18 Aug 2023

Posted on:

11 May 2023

0

# Permutatations vs variations vs combinations

1 when to choose what. Please explain with an example. In a layman words what would be the difference between these. Please explain differences with more examples

Instructor
Posted on:

11 May 2023

0

Hey Pratap,

Thank you for reaching out!

The final lecture of this section, Summary of Combinatorics, summarizes all three concepts:

https://learn.365datascience.com/courses/probability/summary-of-combinatorics/

https://365datascience.com/q/c09ec0acb3

Kind regards,

365 Hristina

Posted on:

18 Aug 2023

1

Permutations:

Layman Explanation: Think of permutations as different "line-ups". Imagine you're lining up for a photo, and every different order of people in that line results in a different photo.

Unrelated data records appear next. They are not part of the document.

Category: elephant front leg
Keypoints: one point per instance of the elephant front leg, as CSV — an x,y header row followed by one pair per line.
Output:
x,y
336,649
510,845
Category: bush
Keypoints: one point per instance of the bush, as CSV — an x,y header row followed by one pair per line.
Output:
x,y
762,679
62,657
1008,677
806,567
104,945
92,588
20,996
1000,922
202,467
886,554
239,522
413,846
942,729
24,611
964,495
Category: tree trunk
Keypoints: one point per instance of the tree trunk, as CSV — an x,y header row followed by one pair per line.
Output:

When to use: When the order of items matters.

Example: You're choosing the 1st, 2nd, and 3rd place winners from a race with 10 participants. The person who comes first is distinct from the one who comes second or third.

Using 10 runners: The number of ways to choose 1st, 2nd, and 3rd places is given by permutations of 10 items taken 3 at a time.

Variations:

Layman Explanation: This is a bit trickier. Variations are like permutations but with a twist. Imagine you have 10 books, but you're only choosing 3 to take on a trip. Each different order you can pack these books is a variation.

When to use: When you're not using all items, but the order of the ones you're using still matters.

Example: Out of 10 books on your shelf, you want to pack 3 in your bag. If the order in which you read them matters (e.g., a three-part series), then the number of ways to pack them in order is given by variations of 10 items taken 3 at a time.

(It's worth noting that, mathematically, permutations and variations overlap when you're choosing a subset of items in order. So, the formulas for them coincide in this scenario.)

Combinations:

Layman Explanation: Combinations are like making "groups" without caring about the order inside the group. Imagine you're making a team; it doesn't matter who joined the team first or last, just who's on the team.

When to use: When you're selecting items, and the order doesn't matter.

Example: Out of 10 friends, you want to invite 3 to watch a movie. It doesn't matter in which order you call them; you just want them there. The number of ways to choose your 3 friends is given by combinations of 10 items taken 3 at a time.
More Examples:

Permutations: Think about the different ways numbers can be arranged in a lottery draw. If you have a lottery where you pick 5 numbers out of 50, and the order matters, that's permutations.
Variations: Imagine picking 3 different toppings for a pizza from a list of 10. The order in which they're added could change the taste slightly (first cheese, then olives, then peppers vs. first olives, then cheese, then peppers).
Combinations: Consider making a fruit salad using 3 fruits out of 7 available. Whether you picked apples first, oranges second, and bananas third, or bananas first, apples second, and oranges third, you'd still have the same three fruits in the salad.
Remember:

Permutations = specific line-ups or orders.
Variations = specific line-ups from a subset.
Combinations = groups, without caring about the order inside.